Do YouGov’s figures make sense? My large answer is yes; but I have some reservations about particular seats, which I shall discuss below. (Non-interest declared: I left YouGov in 2016 and have had no involvement in the developments of the techniques it has used to make these projections.)

What YouGov has done is employ a method known as MRP (“multilevel regression post-stratification,” since you ask) to estimate party support in each constituency—not so much by recording what voters in those seats say (there are too few, even in a sample as large as this) but by lining up the demographic profile of each constituency with the voting intentions of people like that in similar seats.

This method allowed YouGov to warn the Tories two years ago that they might lose apparently safe seats such as Canterbury and Kensington—while telling Labour that it was in trouble in traditionally heartland seats such as Walsall North and Mansfield. YouGov’s data was not always right: for example, it understated the surge to Labour in a range of Remain-voting seats in London. But the big picture was right, and YouGov deserved the credit it received for its MRP analysis.

I am sure the big picture is right again. Labour risks losing dozens of marginal seats, especially in Leave-voting areas in the north and midlands. The Tories look like gaining seats they have not won for decades, if ever, such as Bishop Auckland, Bassetlaw, Wrexham and even Bolsover, which Dennis Skinner has held for almost half a century.

YouGov is also right to show Conservative support holding up in most of the party’s Scottish seats, and Jo Swinson’s failure to lead a Lib Dem surge.
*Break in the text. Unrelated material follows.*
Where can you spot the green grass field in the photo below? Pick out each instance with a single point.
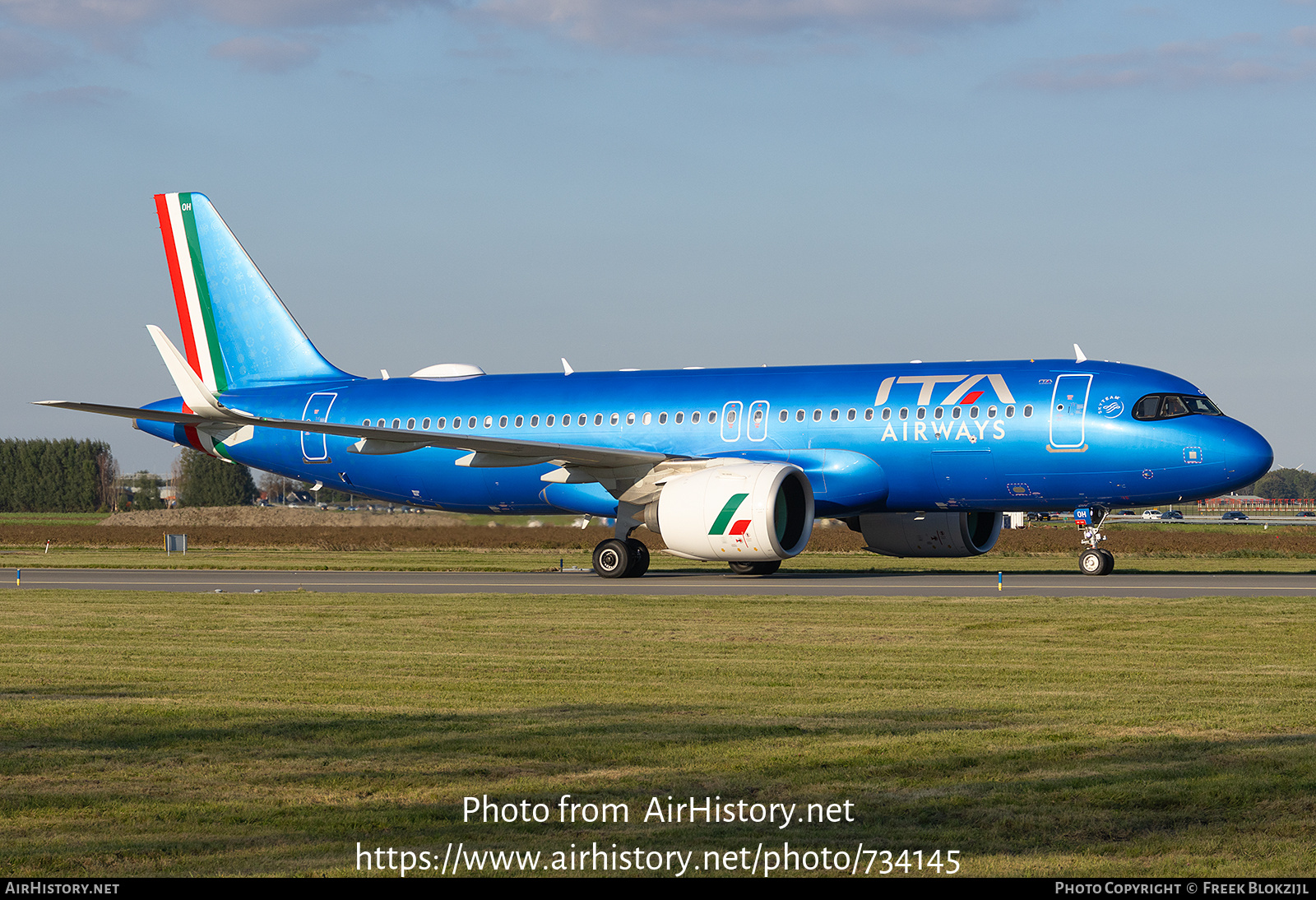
(155, 733)
(530, 561)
Both these factors are helping the Tories’ overall majority to edge up.

Now to my reservations. When MRP produces figures for a given constituency, it is telling us what is likely to happen in this kind of seat, not necessarily this particular seat. It cannot take account of factors that matter to specific constituencies: particular issues, the popularity of specific candidates, the reputation of the local council, the effectiveness of local campaigning, possible tactical voting, and so on.

In some seats, specific Deltapoll constituency surveys (which I have organised, and reported for the Observer) vary from YouGov’s MRP projections. For example, Deltapoll shows Luciana Berger to be the clear challenger to the Tories in Finchley and Golders Green, well ahead of Labour, while YouGov shows her only narrowly ahead of Labour’s candidate. However, this seat has the highest share of Jews of any UK constituency—and YouGov’s model does not separate out Jewish voters. Berger was, of course, a Labour MP who rejected her former party’s anti-semitism. YouGov’s figures seem to understate her specific appeal.
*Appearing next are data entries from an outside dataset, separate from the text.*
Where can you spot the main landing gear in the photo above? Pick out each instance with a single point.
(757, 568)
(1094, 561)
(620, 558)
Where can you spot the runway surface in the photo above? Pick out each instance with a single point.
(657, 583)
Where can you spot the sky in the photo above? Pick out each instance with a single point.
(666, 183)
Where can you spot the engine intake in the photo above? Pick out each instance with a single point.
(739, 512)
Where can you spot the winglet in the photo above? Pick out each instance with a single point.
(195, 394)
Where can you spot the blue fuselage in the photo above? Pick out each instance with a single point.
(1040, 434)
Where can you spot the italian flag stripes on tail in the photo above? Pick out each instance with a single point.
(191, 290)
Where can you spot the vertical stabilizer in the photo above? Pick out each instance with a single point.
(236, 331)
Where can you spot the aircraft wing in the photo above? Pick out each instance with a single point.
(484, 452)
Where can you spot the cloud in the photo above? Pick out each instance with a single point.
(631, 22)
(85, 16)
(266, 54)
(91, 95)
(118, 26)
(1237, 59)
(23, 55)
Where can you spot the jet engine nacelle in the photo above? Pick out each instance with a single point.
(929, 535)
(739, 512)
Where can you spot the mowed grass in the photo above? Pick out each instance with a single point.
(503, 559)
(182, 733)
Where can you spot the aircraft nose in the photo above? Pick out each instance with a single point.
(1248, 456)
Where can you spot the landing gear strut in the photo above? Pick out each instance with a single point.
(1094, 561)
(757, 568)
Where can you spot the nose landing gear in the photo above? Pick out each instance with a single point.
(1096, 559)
The same may be true for Sam Gyimah and Chuka Umunna in Kensington and the Cities of London and Westminster. Deltapoll’s local surveys show these two high profile, strongly pro-Remain converts to the Lib Dems have a good chance of winning—if enough Labour supporters vote tactically and switch to them.

On the other hand, YouGov may be understating the support for Greg Hands, the incumbent Conservative who backed Remain in 2016, in Chelsea and Fulham. Deltapoll’s local data shows this former minister holding on to the Tory Remain vote, which is significant in his patch, better than Conservatives elsewhere.
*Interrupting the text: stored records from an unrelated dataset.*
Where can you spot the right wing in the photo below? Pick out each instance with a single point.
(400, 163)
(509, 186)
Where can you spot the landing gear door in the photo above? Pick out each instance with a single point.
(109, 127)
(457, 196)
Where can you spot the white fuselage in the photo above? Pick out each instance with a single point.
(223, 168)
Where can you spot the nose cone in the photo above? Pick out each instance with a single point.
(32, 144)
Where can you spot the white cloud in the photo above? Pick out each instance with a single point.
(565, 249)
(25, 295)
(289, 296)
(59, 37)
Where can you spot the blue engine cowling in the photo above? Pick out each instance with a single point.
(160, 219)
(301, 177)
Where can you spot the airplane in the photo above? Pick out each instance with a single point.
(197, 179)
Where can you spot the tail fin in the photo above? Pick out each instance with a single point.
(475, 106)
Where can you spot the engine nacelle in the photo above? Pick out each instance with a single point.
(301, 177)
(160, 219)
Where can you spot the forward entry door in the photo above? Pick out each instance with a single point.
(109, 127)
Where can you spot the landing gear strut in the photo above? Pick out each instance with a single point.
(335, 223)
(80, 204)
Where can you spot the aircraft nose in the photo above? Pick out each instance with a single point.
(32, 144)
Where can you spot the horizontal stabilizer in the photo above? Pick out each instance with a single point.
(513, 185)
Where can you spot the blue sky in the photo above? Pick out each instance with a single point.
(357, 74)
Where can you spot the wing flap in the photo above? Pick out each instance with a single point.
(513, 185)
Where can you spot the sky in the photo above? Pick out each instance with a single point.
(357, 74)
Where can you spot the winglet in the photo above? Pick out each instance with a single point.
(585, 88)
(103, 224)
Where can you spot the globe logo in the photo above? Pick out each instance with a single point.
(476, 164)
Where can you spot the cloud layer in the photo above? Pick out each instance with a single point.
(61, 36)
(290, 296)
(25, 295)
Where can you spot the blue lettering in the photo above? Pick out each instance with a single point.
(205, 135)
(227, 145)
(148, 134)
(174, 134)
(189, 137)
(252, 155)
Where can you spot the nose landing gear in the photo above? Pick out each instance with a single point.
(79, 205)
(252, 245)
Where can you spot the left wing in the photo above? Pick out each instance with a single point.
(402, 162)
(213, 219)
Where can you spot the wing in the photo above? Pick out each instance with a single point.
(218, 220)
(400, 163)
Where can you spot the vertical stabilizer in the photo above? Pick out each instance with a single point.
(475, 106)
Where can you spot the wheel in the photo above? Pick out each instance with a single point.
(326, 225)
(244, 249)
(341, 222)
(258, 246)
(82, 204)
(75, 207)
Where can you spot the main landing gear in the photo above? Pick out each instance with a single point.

In other places, there are questions rather than outright doubts. Has YouGov captured the huge effort at Brunel University to register all students to vote in the local seat—Uxbridge, where Johnson himself is defending the relatively modest majority of 5,000? In Dagenham, has this MRP exercise taken account of the latest demographic changes which might save Labour’s Jon Cruddas from the defeat that YouGov projects? Might Caroline Flint benefit from her strong support for Brexit, giving her a chance of defying the projection of a Tory lead in Don Valley, a seat that Labour has held continuously since 1922?

All that said, whatever errors there are in projections to specific seats do not invalidate the broad picture painted by YouGov. For Johnson to be deprived of an overall majority, there will have to be strong tactical voting, which did not happen much in 2017—and also big voter movements around Britain in the final fortnight of this campaign, which emphatically did.